Sports generally have some fundamental skills that athletes drill endlessly. These fundamentals are the foundation for good execution. They must be committed to muscle memory if the athlete wants to focus on higher-level skills and strategy. In fencing, footwork is fundamental. What is the equivalent for software?
This idea was prompted by Dare to Lead, which uses the sports analogy to consider fundamental skills for leadership. Great book.
I can’t speak for developers at large, let alone other roles, but here are some of the skills I’ve invested long-term intentional practice into.

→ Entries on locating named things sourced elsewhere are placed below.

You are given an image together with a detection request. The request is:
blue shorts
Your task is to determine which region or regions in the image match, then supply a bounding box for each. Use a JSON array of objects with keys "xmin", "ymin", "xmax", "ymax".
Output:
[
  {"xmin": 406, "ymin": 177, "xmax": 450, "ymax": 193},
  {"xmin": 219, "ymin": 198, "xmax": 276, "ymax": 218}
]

I think they underpin most everything I do.
- Small and complete increments of work
- Small and complete commits
- Considering a few alternatives before coding
- Trying to externally communicate ideas early and often (maybe just to a text doc, maybe collaborative processes)
- Always starting with and constantly tying back to motivations of the work being done
- hypothesis-test cycles
- Test-Driven Development or a similar test-code loop. Can also take many forms before coding even starts (like duck docs)
- Good naming & readability
Several seasoned developers I respect write about intentionally practicing small increments of work. Some examples are
- Mark Seemann’s diamond kata or roman numeral kata,
- Robert Martin’s terrain generation
- Martin Fowler’s Refactoring
I’ve also found it worthwhile to be very familiar with my editor, but I don’t explicitly practice it regularly. Features like regex-based find and replace, multi-line editing, move line up/down, hot keys for various test run selections, and go to symbol are worth committing to muscle memory. These actions are so common that the time savings add up and they reduce breaks in flow.
Overall, I really like the fundamental, muscle-memory ingrained, skill analogy. Intentional practice is critical to forming expertise. Identifying and normalizing practice routines for software skills could be rocket fuel for team maturity. I know kata are somewhat meant for this, but many kata I’ve encountered are geared only toward algorithms or language syntax.
I’d be interested to hear what skills other people practice.